Choosing a Topic for a Research Paper or Presentation

Quick Tips

If you have an assignment or project, how much time do you have? How long/how involved does the paper or presentation need to be?

Are you working alone, or in a group? This influences the topic you can choose, as some topics will be a better choice if the length of the paper or the time until the due date is short, and some topics are easier to deal with as a single author vs. a group.

  • One person I spoke with planned to write a paper on water pollution. I asked "When is it due?" "A week." "How long does it need to be?" "Five pages." They had started with the topic of water pollution, which is too broad to be well-covered in five pages. We talked more and and decided that they could find enough information to write a paper on local controversies between the states of Oklahoma and Arkansas on pollution of the White River. That made a concrete topic that could be reasonably covered in five pages. I wouldn't use that topic now, but you can see how thinking it through might work.
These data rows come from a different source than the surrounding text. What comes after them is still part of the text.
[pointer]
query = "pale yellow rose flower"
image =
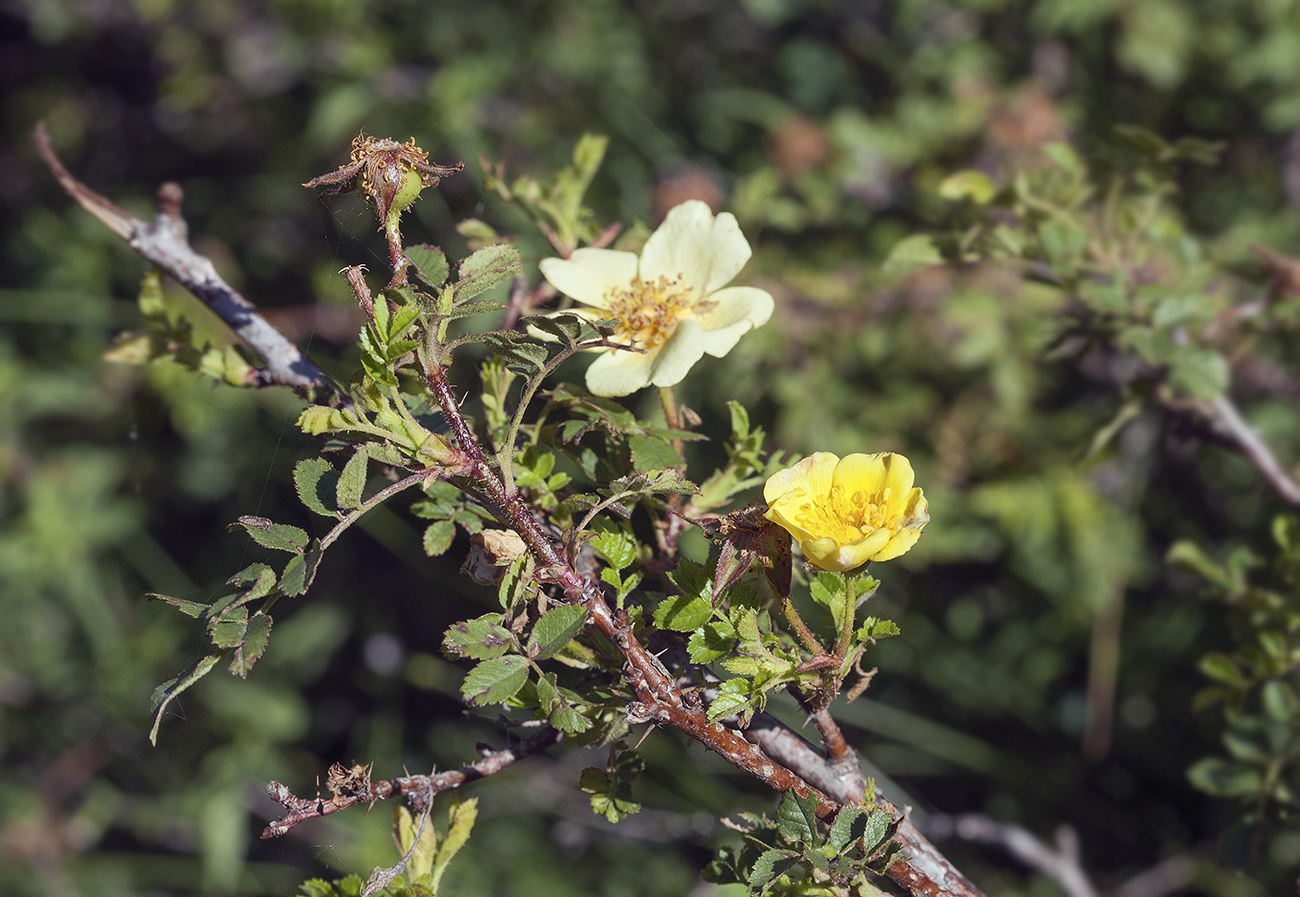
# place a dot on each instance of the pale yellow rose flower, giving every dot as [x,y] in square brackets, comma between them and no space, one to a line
[848,511]
[672,300]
If you have been assigned a topic, how long it will take will still be influenced by what you know and when it's due.

What kind(s) of supporting information do you need-- a single fact, an opinion, a simple analysis, an in-depth discussion, or more? Some things show up in specific places and not others, or are easier to find quickly in certain places. Facts such as boiling points or other technical information are easier to find in handbooks.

Are specific types or numbers of sources required? sometimes articles from peer-reviewed or scholarly journals are required (see the box for a definition of peer review).

How much do you know about your topic? If it is an assigned topic, is there a facet or aspect that interests you in particular or more than the main topic?

Have you procrastinated? If so, you aren't alone. Talking to librarians may be even more helpful when time is short.

It is far easier to keep track if you record the information about your sources as you go. We offer Endnote Basic and can help with some other citation managers in the Libraries.

Peer-reviewed? Scholarly?

Peer review is the process by which articles or other works are critiqued before they are published. Authors send articles to an editor, who decides whether the work should be forwarded to reviewers for the journal. The most stringent form is anonymous or blind review, where neither the author nor the reviewers know whose work is being examined by whom. This helps reduce bias.

Reviewers are usually well-published researchers and experts. They return the articles to the editor with remarks and recommendations-- usually publish as is (rare), publish if edited or changed in specific ways, or don't publish. Editors most often go with the recommendation of the majority of the reviewers.

The process is intended to improve the studies published-- more eyes on a project, and one's reputation on the line with peers, tends to improve the quality of what's published. There are cases where it hasn't worked, and critics of the peer review cycle (some claim that it limits innovative studies, among other issues), but it is the best system that has been developed to this point.

Peer-reviewed or referreed or scholarly are often descriptions used interchangably for reputable journals. Not all scholarly journals are peer-reviewed, but many are.